If a council’s zoning plans are wrong, it is hard for anything else to be right.
If building enough housing in places where people want to live is forbidden, housing will be scarce, rents and house prices will be too high, and every other ‘wellbeing’ that councils try to deliver will suffer.
And if plans are too prescriptive about what is allowed where, they will quickly be out-of-step with the needs of a living city.
Wellington’s District Plan comes to a vote on March 14. Council must weigh the advice of the Independent Hearings Panel, which effectively suggested that normal laws of supply and demand do not apply to housing.
Better advice is available.
The City for People coalition of housing affordability groups has pitched a set of measures for the revised plan.
They propose increasing or removing height limits in the city centre.

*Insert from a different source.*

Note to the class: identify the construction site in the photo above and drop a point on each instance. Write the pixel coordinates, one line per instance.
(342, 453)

They would broaden the definition of ‘walkable’ catchments, and of mass transit, so taller buildings would be allowed in more places.
They would maintain the now-optional Medium Density rules so more housing could be built across the entire city.
And they would not expand ‘special character’ protections beyond those set in 2021.
Their suggestions, which reflect the broad consensus of the country’s urban economists, would help enable a lot more housing.
But they do not go far enough.
For too long, New Zealand urban planning was a battle. Some wanted denser development in town while prohibiting suburban expansion. Others wanted suburban expansion and tight restrictions on inner-suburb density. Each blocked the other. Building could not keep up with demand. House prices skyrocketed.
The City for People proposals are excellent for enabling density. But outward expansion also needs to be allowed.
When cities can grow both up and out, it is hard for downtown land prices to skyrocket. Land prices across the whole city are anchored by the ability to turn paddocks into subdivisions. Without that potential competition, urban land prices inflate.
The ability to build new suburbs, even if never taken up, helps make downtown apartments more affordable.
And if new suburbs have higher infrastructure costs than downtown apartments, letting those suburbs cover their own infrastructure costs over time makes far more sense than prohibiting development.
Wellington’s councillors should embrace the City for People’s proposals over the Panel’s, while also allowing development more broadly.
And the Minister for the Environment should support Council if it does.